Early in my career I worked with an experienced, highly regarded design engineer who continually stated he would change assignments or companies for a nickel-an-hour salary increase.

I thought this a strange comment, as a nickel an hour didn’t seem significant enough to warrant changing jobs, but I was young and hadn’t really given much thought to my career path. When I finally asked him about his statement, he explained he was trying to teach me to understand and master my unique set of talents and capabilities. This way I could leverage them throughout my career to obtain the best assignments or offers.

In analyzing people’s careers I ask them to define and write down one to three things they must have in an assignment, and as many wants as they wish.

Thus, he taught me the need to become a recognized master in what I did. As I made career choices over the years, I came to realize that this advice is what drives me to deliver or exceed my customers’ expectations. If I can’t do that, then the value of my services diminishes and my negotiation space shrinks on future assignments.

Other mentors would influence my career development, but this engineer’s advice, as well as my own learning, has become the main source I draw from when talking to engineers of all career levels.

What do you (really) need?
When I coach and mentor people regarding their career aspirations, one of the areas we discuss in great detail is the short- and long-term “musts” and “wants.” In analyzing people’s careers I ask them to define and write down one to three things they must have in an assignment, and as many wants as they wish.

We then compare their list to the must and wants of potential assignments to see if there is a match. This has become an interesting and revealing exercise as I see people begin to clarify what is of vital importance to them (a must) and what are they willing to negotiate to get a new assignment (a want).
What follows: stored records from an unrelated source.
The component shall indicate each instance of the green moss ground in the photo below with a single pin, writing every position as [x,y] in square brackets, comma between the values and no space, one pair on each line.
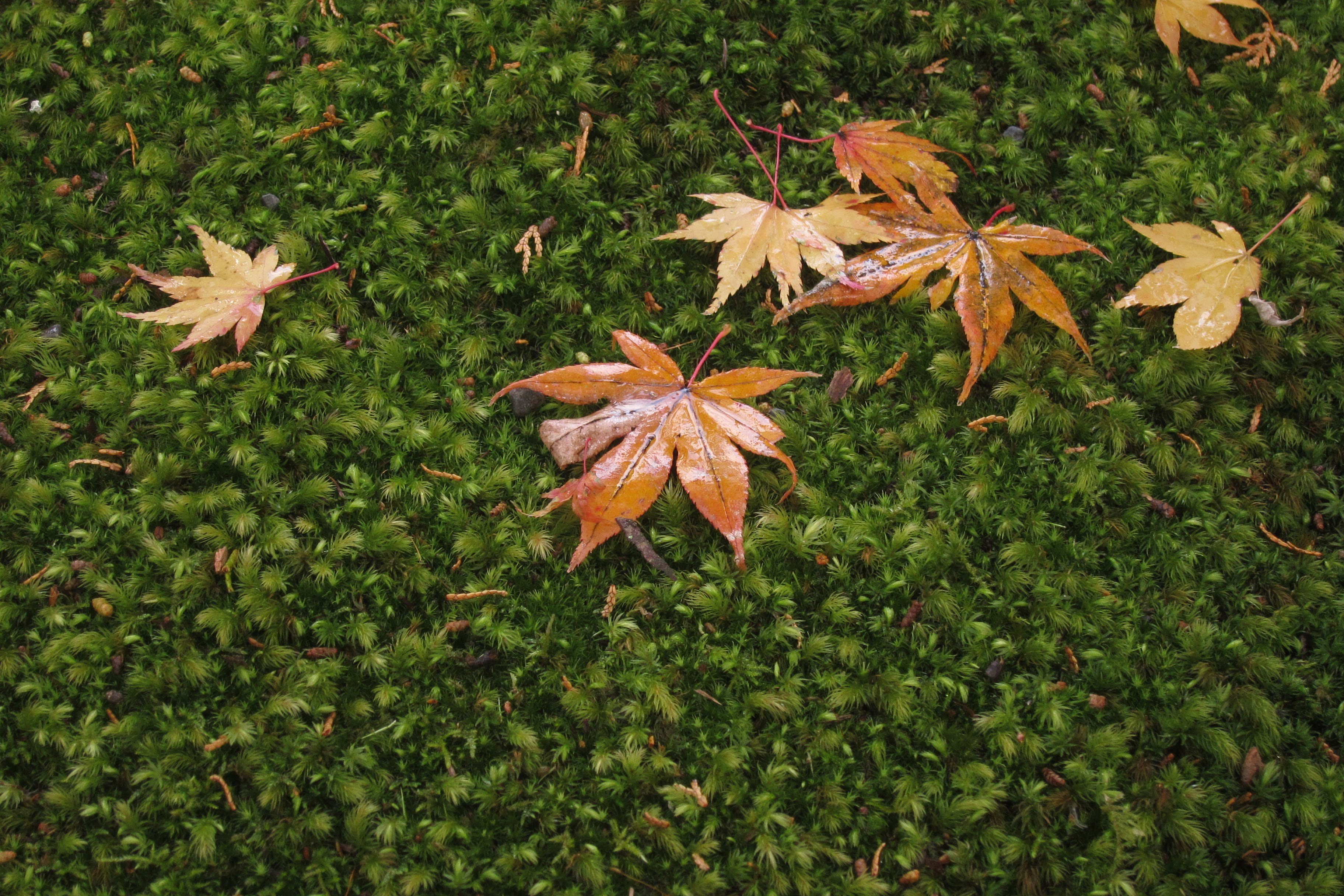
[818,726]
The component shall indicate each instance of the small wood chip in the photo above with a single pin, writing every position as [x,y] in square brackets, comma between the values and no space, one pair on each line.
[468,596]
[229,796]
[230,367]
[1252,766]
[979,425]
[1288,545]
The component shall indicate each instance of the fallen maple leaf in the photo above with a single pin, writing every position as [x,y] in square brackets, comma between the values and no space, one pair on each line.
[232,297]
[1209,280]
[658,416]
[984,265]
[889,158]
[1201,19]
[756,231]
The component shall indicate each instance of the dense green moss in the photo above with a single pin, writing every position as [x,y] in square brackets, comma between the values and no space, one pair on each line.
[816,725]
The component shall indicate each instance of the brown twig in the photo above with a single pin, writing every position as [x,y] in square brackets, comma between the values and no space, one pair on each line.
[1288,545]
[641,542]
[637,881]
[230,367]
[330,121]
[468,596]
[581,144]
[229,794]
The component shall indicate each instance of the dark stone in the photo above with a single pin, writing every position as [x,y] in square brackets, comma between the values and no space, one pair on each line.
[526,401]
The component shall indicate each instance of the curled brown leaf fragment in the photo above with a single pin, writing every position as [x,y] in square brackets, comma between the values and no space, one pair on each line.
[979,424]
[840,383]
[1288,545]
[230,367]
[896,368]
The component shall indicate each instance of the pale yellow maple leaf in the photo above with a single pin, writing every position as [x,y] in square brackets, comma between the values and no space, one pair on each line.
[233,296]
[756,231]
[1209,280]
[1199,18]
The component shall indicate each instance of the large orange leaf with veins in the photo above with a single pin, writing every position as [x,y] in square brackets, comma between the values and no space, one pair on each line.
[232,297]
[663,422]
[984,265]
[889,158]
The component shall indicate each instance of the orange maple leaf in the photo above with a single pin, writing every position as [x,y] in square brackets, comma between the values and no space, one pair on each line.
[232,297]
[889,158]
[663,421]
[984,265]
[1199,18]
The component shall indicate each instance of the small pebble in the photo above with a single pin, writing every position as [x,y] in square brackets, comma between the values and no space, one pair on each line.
[526,401]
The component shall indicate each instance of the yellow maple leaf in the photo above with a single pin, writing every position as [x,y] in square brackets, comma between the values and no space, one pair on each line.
[1209,280]
[1199,18]
[756,231]
[232,297]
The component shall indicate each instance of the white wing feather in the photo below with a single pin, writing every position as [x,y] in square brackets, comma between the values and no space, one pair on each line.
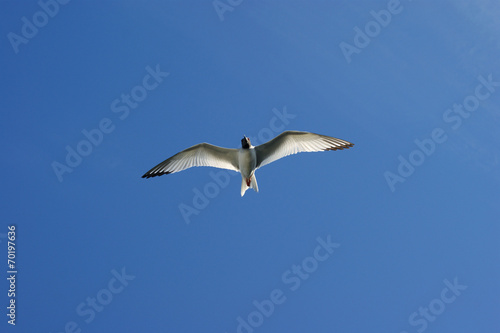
[203,154]
[293,142]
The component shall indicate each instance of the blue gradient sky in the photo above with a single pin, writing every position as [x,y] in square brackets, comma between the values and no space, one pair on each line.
[397,234]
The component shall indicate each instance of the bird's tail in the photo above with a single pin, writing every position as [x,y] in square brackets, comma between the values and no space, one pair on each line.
[249,183]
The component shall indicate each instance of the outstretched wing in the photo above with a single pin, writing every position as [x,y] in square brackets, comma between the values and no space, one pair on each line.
[293,142]
[203,154]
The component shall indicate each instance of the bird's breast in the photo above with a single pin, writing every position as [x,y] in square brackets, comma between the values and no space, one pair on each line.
[247,160]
I was recently working assignment planning with a subordinate and was engaged in the must/want discussion. She indicated her primary must was that she had to have a reduced work schedule assignment. She indicated she was having a hard time finding one. I suggested she apply for a full-time assignment. If after the interview she felt she could do the work on a reduced work schedule, then she should explain to the hiring manager that if she were offered the job she would only accept it on a reduced work schedule basis. She didn’t like my idea, as others had told her the hiring manager considered all the listed job criteria “musts,” and if she were offered a full-time job she would have to take it.

She reluctantly decided to try my concept and bid on a full-time assignment she felt was right for her career. During her interview the hiring manager indicated she had the correct skill set for the assignment. He believed that she was the correct person for the job and he wanted to offer it to her. She then negotiated with him to accept the job, but as a reduced work assignment. The manager indicated he had never thought about the assignment in this way but agreed to her condition/must. Thus, the hiring manager’s perceived must was really a want, and there was more room to negotiate the assignment than she had originally perceived.

Do as I say
Sometimes, as managers, mentors, and coaches, we need to re-examine our career “musts” and “wants,” and the actions we’re taking to achieve them.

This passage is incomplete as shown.